I don't like being in a church and praying. I like being in nature looking at trees or flowers and meditating. This is why Buddhism appeals to me more than the Catholic religion that I grew up with. I went through a period of dabbling in the "left hand path" and got the fuck scared out of me, so I stopped messing with those energies. I do appeal to the Pagan deities at times. They seem much more approachable than the Christian god. But I don't know if they really give a flip about me or mine either. Right now I don't have much to say about gods. I feel pretty adrift and pretty abandoned by the higher energies of the Universe.
I have a bunch of health problems, one of them seeming to be related to my heart. I have to sleep with my head elevated to keep my heart from palpitating. I have elevated blood pressure that is usually in the pre-hypertension range but sometimes ranges into hypertension. I know I need to lose a bunch of weight but am afraid to start exercising strenuously until the actual cause of these heart palpitations has been pinpointed. I realize I have mental illnesses, including anxiety disorder. I'm not addressing any of that right now. I'm only addressing the fact that I'm enduring quite a bit of doubt in life, the universe and everything, or at least in any kind of kindness from the higher forces. At this point they seem pretty distant and impersonal. Maybe they've just had enough of our bullshit. I know that's how I'd feel. It would be something like this: "Screw you fuckers, I'm going home. I've had enough of you calling me whenever you need something but acting like I don't exist and you did it all yourself after I help you."

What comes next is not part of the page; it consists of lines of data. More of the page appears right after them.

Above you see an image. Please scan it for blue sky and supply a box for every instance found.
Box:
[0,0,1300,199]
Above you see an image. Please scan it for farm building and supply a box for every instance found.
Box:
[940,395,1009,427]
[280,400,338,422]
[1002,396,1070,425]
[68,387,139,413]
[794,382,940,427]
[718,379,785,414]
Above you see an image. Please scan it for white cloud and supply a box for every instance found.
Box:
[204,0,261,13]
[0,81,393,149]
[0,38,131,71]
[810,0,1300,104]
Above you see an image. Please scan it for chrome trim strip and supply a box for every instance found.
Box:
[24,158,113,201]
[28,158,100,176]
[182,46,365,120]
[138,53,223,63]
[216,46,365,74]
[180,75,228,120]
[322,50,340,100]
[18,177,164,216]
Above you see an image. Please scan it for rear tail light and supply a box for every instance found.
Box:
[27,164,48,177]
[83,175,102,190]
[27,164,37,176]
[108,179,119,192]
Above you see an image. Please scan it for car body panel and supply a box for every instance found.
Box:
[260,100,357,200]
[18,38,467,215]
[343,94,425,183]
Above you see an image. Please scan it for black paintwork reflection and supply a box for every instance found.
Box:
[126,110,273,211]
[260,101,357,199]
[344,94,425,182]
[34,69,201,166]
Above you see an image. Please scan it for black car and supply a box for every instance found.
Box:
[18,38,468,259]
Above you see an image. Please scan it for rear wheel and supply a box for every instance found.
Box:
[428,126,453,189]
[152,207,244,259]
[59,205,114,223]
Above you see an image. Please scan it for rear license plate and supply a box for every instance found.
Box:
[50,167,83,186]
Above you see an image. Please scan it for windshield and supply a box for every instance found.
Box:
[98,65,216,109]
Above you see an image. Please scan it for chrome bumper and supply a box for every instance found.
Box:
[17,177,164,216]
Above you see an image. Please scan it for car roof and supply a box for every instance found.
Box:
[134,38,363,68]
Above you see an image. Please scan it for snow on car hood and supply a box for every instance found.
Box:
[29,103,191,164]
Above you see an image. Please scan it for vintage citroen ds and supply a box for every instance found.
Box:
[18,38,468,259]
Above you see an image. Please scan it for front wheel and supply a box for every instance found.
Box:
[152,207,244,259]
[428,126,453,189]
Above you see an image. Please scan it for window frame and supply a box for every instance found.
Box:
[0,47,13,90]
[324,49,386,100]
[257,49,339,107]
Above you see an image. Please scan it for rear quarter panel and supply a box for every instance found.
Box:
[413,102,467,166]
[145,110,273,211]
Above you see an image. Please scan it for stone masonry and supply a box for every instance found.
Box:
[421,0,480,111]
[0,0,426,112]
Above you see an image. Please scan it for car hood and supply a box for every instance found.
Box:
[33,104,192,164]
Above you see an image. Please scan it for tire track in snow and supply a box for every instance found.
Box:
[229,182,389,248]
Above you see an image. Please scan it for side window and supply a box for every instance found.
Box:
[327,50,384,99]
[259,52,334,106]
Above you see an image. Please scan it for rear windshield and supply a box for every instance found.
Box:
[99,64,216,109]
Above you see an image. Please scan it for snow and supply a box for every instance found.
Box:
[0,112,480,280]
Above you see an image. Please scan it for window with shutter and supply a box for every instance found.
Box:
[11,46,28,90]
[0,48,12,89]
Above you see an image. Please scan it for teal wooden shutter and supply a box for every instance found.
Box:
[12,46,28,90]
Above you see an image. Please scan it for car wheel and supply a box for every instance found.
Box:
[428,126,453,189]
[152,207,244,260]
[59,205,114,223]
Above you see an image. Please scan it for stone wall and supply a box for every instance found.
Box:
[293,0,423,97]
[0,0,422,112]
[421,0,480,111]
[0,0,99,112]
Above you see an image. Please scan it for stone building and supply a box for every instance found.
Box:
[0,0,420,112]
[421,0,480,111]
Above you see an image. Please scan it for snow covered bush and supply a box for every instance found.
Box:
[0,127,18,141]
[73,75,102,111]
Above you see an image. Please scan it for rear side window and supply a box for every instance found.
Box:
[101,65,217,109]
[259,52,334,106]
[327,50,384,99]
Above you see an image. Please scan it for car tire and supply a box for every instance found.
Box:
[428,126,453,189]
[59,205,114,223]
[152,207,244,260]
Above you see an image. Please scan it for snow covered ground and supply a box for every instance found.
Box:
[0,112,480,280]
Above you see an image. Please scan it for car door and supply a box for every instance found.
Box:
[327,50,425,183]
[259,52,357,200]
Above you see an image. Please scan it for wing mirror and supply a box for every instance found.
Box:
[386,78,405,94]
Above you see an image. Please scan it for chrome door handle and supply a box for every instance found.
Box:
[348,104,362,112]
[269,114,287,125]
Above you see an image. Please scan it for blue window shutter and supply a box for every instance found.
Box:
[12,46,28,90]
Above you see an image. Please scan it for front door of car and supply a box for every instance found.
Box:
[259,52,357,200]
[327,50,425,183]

The fact is, a benevolent god wouldn't do that. A benevolent god would be more like someone feeding their pet fish. The fish doesn't acknowledge who you are exactly, but it's grateful for the food. You like the fish even though the fish doesn't know exactly what you are and it doesn't thank you by name. A benevolent deity would treat its creations with love whether or not they acknowledged its existence. There wouldn't be this ego trip going on with threats of fire and brimstone. I can't buy into that belief system any more.
Right now I'm not exactly sure what it is I'm buying. I think I'm kind of waiting and seeing. What I do know is that right now the world kinda seems to suck for everybody. Maybe we have to fight to get out of the suckage.
Maybe the materialists are right and nothing exists beyond this life. But for me that's a pretty shitty and depressing belief and it only leads to misery, so I'm not going to allow it to take over any more than I'm going to buy into the dogma of the fire and brimstone lot.
In the immortal words of Chuck D, I've gotta do what I've gotta do so who the hell is you to tell me that my song is wrong.
I can only go with what I know. Which sometimes is not a whole hell of a lot. So I guess I'll just fly by the seat of my pants like always and see what happens.